One might expect this, but there doesn't seem to be any evidence for it as far as I know.
First, there is the theory of put/call equivalence, which means that the time premia for all options for a given underlying change in price at the same time.
The theory is imperfect, but reasonably close. Buyers of one are bullish, buyers of the other are bearish, but they both get expensive at the same time, so it's not the net bullishness that's determining the price.
More prosaically, the majority of options on prominent stocks are traded as part of some kind of combination. Go long the stock and simultaneously short using some option position, or a more complicated combination, sometimes covering a whole sector. So the buyers of calls (say) are not necessarily bullish on the stock anyway.
Lastly, high prices are seen as bullish to momentum players (and to be fair, not entirely without reason). There are probably more momentum players than there are people who have even a vague a handle on what the shares might actually be worth, so higher valuations might well be expected to lead to more demand for more expensive calls, not less.

Based on my necessarily anecdotal observations, the ratio of price to value does not seem to be something even considered by any meaningful fraction of the option trading community for any stock. It's not at all hard to find someone willing to pay you hard cash for the right to force you to buy for $0.75 something that is plainly worth $1.00.


Question is: how does that downward premium pressure compare to the effect of the overall option market volatility?

I suppose that any additional bid in any market will affect the price to some degree statistically, within the time window that trader joins the crowd. But it is probably not measurable except in extreme circumstances. The prices of all options tend to move together to a very large extent, so mostly it's the entire market you're trying to move with your trade.
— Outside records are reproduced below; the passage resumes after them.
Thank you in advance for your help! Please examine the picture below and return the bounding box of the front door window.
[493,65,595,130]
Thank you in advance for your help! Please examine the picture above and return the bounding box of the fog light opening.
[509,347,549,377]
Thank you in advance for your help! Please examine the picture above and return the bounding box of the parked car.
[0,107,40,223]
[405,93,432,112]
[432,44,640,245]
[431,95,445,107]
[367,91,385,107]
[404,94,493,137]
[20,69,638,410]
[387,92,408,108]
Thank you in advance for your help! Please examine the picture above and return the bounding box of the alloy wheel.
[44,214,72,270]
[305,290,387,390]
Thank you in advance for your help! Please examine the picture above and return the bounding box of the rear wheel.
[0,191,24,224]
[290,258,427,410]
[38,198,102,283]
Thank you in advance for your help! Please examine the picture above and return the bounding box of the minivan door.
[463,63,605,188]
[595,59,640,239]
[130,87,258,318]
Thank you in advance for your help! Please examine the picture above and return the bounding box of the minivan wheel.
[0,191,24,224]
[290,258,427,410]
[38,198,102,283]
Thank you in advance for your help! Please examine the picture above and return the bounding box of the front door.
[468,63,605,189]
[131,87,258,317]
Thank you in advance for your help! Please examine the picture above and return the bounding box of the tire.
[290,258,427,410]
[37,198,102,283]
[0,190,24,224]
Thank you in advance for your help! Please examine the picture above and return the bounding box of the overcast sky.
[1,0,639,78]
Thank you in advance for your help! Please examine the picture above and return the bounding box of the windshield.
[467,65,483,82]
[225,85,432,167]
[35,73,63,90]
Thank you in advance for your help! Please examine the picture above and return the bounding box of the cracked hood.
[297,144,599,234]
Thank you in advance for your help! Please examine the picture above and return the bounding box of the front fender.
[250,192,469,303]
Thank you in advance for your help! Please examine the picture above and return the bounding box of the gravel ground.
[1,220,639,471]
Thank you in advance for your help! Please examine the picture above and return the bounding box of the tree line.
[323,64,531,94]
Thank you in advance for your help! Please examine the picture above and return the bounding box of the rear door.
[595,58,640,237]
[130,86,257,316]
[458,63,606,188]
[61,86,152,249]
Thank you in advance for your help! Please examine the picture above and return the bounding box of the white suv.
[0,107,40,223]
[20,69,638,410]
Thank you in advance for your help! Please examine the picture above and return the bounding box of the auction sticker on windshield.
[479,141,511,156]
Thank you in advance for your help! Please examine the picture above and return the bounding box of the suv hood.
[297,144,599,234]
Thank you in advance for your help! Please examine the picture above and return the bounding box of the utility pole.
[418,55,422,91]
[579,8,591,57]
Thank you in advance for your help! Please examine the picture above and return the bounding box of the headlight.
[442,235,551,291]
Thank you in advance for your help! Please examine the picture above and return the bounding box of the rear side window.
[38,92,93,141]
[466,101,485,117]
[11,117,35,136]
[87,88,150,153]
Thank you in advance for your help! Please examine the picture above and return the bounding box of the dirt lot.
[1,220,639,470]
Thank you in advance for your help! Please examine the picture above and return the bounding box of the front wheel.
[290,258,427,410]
The bigger and oft overlooked effect is that option trades can move the price of the underlying security, sometimes quite a bit.
An example:
If you write a call, there is a good chance that the counterparty is a market maker who sheds the risk by buying your call (a bullish move in isolation) and simultaneously shorting the stock (an offsetting bearish move), in a ratio based on the current option delta, to become neutral. As the stock price moves the delta changes, and the market maker will adjust the size of his short position to stay short term neutral. This is the main mechanism (in reverse) behind the Gamestop price spike.